Когда он проделал это предварительное упражнение, а также приподнял свою рубашку, я была совершенно поражена внешним видом его мужского достоинства! До сих пор я видела только член Виктóра, и я считала, что он красив, а светлая, здоровая плоть и ее пурпурный цвет от налившейся крови — это все, что только может желать девушка, однако у этого молодого аристократа член был буквально молочно-белым, и чем-то напоминал мраморную колонну, увенчанную рубиновым навершием. Я, по своей наивности, думала, что такой чистый и светлый на вид любовный инструмент является доказательством аристократического происхождения его светлости, но впоследствии узнала, что он был таким от того, что он вымыл или ему вымыли его молочком роз. Впрочем, сейчас он стоял пред нами во всей своей великолепной красе, даже большей, чем его обладатель сам мог пожелать, и потому моя дражайшая матушка игриво, но в нетерпении толкнула его назад на диван и начала развлекаться, лаская рукой его красивый стержень и его яйца.
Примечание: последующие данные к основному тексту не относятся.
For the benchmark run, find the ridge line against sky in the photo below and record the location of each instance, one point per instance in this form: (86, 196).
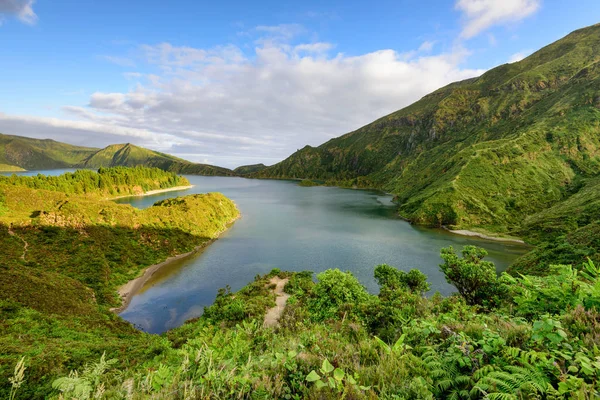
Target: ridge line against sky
(233, 83)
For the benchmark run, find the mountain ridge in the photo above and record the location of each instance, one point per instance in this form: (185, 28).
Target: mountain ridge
(423, 152)
(19, 152)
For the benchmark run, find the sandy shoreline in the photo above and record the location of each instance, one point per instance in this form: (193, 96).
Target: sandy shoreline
(151, 192)
(128, 290)
(465, 232)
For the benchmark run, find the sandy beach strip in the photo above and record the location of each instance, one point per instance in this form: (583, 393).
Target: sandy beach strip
(465, 232)
(151, 192)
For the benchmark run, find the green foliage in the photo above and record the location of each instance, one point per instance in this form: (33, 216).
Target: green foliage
(64, 255)
(249, 169)
(336, 291)
(442, 348)
(393, 279)
(106, 182)
(18, 153)
(513, 153)
(474, 278)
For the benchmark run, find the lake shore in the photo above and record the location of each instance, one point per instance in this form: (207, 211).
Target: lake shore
(128, 290)
(465, 232)
(151, 192)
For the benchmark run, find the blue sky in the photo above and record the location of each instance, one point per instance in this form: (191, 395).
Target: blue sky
(237, 82)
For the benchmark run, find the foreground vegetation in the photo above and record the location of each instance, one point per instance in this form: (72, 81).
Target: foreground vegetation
(501, 338)
(64, 255)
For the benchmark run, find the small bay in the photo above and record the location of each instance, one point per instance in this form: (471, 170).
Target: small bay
(293, 228)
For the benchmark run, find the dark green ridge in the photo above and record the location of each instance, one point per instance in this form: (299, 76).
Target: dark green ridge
(18, 152)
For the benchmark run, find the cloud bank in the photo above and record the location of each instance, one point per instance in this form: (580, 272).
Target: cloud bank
(22, 9)
(480, 15)
(235, 105)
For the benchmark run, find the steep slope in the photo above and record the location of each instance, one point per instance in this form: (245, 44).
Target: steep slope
(18, 153)
(27, 153)
(129, 155)
(485, 152)
(126, 155)
(249, 169)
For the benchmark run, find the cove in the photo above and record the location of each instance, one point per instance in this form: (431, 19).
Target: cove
(293, 228)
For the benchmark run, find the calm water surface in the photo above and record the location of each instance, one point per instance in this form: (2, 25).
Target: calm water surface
(293, 228)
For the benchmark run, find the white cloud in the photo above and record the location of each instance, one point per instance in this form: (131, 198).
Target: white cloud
(120, 61)
(426, 46)
(235, 108)
(480, 15)
(22, 9)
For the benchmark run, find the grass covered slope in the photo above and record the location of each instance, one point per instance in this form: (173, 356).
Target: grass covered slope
(249, 169)
(18, 153)
(533, 338)
(65, 254)
(486, 152)
(129, 155)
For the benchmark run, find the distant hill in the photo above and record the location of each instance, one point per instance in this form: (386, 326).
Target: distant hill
(17, 153)
(249, 169)
(26, 153)
(486, 152)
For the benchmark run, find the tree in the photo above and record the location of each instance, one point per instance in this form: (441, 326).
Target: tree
(474, 278)
(393, 279)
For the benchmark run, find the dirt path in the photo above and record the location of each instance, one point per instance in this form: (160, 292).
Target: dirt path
(273, 314)
(25, 244)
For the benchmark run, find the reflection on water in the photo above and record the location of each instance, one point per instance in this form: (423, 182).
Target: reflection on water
(294, 228)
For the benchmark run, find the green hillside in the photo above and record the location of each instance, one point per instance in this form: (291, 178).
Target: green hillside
(31, 154)
(18, 153)
(249, 169)
(485, 153)
(64, 255)
(129, 155)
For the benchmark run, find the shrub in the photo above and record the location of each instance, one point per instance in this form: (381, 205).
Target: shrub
(474, 278)
(336, 289)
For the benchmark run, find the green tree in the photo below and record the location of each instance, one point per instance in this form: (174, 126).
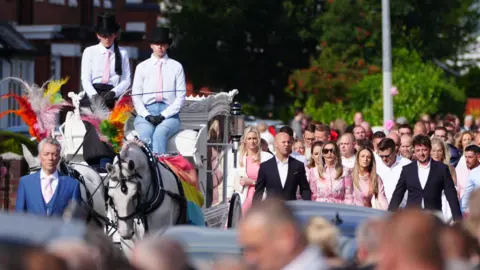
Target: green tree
(252, 45)
(422, 88)
(350, 42)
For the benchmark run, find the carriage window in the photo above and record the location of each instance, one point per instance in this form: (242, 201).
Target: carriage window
(19, 68)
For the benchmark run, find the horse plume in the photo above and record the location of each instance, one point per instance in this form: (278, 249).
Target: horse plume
(38, 107)
(112, 127)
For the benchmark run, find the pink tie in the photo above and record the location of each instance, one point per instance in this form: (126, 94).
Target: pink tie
(159, 96)
(48, 190)
(106, 69)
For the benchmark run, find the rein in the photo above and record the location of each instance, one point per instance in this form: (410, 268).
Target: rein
(143, 209)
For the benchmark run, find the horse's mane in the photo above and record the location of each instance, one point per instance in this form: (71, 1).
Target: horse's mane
(127, 144)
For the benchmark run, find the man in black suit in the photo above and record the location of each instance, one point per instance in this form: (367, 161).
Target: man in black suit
(425, 179)
(281, 176)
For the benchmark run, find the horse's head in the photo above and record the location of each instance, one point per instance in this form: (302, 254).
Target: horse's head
(126, 189)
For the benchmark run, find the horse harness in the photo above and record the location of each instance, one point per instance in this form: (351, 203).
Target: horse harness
(143, 209)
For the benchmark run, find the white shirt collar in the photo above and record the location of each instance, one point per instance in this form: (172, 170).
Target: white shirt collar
(43, 175)
(279, 161)
(157, 60)
(310, 258)
(104, 50)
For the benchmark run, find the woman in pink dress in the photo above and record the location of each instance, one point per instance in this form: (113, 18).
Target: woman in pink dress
(368, 186)
(250, 156)
(329, 180)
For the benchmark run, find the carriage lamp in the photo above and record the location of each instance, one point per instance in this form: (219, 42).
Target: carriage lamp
(237, 128)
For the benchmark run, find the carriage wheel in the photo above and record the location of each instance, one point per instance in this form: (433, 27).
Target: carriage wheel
(234, 211)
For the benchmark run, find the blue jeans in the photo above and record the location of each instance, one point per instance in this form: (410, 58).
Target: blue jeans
(158, 136)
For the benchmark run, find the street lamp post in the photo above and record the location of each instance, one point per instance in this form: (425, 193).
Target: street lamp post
(386, 62)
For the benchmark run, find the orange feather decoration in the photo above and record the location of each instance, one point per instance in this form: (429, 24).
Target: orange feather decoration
(113, 126)
(26, 112)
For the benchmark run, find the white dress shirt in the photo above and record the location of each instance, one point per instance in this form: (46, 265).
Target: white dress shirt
(423, 172)
(93, 64)
(310, 258)
(299, 157)
(145, 85)
(282, 170)
(390, 176)
(44, 181)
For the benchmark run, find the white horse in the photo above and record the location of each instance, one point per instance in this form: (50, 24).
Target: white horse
(92, 186)
(137, 192)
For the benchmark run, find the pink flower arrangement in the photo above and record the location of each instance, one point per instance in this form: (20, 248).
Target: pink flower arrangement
(389, 125)
(394, 91)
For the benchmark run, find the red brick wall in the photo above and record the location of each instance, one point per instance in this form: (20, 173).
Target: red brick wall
(42, 69)
(18, 168)
(46, 13)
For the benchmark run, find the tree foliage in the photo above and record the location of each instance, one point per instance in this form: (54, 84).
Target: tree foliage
(422, 88)
(349, 41)
(251, 45)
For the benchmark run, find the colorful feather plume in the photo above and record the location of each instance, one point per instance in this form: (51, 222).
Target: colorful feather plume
(37, 108)
(113, 126)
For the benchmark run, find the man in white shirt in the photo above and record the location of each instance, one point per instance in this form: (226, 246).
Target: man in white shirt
(389, 167)
(272, 239)
(347, 150)
(158, 93)
(105, 75)
(105, 68)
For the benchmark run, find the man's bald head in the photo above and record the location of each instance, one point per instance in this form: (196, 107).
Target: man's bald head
(156, 253)
(283, 144)
(411, 238)
(270, 235)
(396, 138)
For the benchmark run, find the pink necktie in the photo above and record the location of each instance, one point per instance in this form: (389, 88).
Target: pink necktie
(106, 69)
(48, 190)
(160, 82)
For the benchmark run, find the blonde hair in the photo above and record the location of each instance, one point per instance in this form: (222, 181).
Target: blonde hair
(242, 149)
(459, 139)
(338, 161)
(446, 151)
(325, 235)
(372, 170)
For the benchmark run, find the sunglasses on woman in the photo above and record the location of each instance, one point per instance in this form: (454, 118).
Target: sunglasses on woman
(327, 150)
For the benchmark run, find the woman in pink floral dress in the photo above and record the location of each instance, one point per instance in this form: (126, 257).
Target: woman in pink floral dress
(245, 175)
(368, 186)
(329, 180)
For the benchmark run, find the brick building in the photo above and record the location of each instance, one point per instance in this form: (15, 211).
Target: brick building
(44, 39)
(60, 30)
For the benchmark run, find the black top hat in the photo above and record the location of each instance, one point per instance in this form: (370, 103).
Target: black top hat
(106, 24)
(159, 35)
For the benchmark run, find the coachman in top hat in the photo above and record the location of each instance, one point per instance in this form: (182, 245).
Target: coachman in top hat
(106, 75)
(158, 93)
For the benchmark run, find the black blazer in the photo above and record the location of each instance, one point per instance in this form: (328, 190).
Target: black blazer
(269, 180)
(439, 179)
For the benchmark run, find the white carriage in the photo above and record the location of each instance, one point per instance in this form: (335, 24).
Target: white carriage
(192, 142)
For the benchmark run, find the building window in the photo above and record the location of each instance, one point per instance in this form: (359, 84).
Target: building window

— Поторопись, мой милый ангел, — сказал распростертый джентльмен. — Если ты собираешься торжествующе поскакать на мне, не теряй времени, собери свои одежды и насади свой великолепный задок на меня, ибо я не могу больше сдерживаться!

— Эмили, дитя мое, раз уж ты осталась здесь, ты должна помочь мне. Собери и задери мою одежду до плеч, а затем, когда я устроюсь ягодицами на моем милом Анрѝ, направь его смертоносное оружие прямо в мою открытую пещерку, уже готовую принять его.

Я с удовольствием подчинилась этому приказу, и когда ее светлость оседлала своего прекрасного друга, я подняла ее нижние юбки и сорочку так, что она оказалась обнаженной ниже пояса. Затем, когда она навалилась на него всем своим весом, я провела блестящим атласным набалдашником между губками, окаймленными черными волосами, и он тут же исчез из виду, поглощенный до самых яиц. Я их почувствовала рукой, — они были горячими и твердыми, как рог. Судя по тому немногому, что знала из своего собственного опыта, я предвидела, что удовольствие джентльмена, или, по крайней мере, его первая вспышка, закончится менее чем через минуту. Руки его были свободны, потому что он не нуждался в том, чтобы прижимать к себе лицо моей матери — об этом позаботилась сама мадам, и я только удивлялась, как она не задушила его своими страстными поцелуями и ласками. Вместо этого он пользовался ими по своему усмотрению, ощупывая бедра леди и верхнюю часть ее норки, а также засунул пальцы в ее попку. Я не сочла это слишком уж аристократичным, но размышление о текущем моменте укрепило меня в мысли, что когда мужчина или женщина находятся в состоянии всепоглощающей чувственной похоти, ничего не бывает слишком сильного, или слишком грубого, что можно было бы вообразить или исполнить, утоляя ее.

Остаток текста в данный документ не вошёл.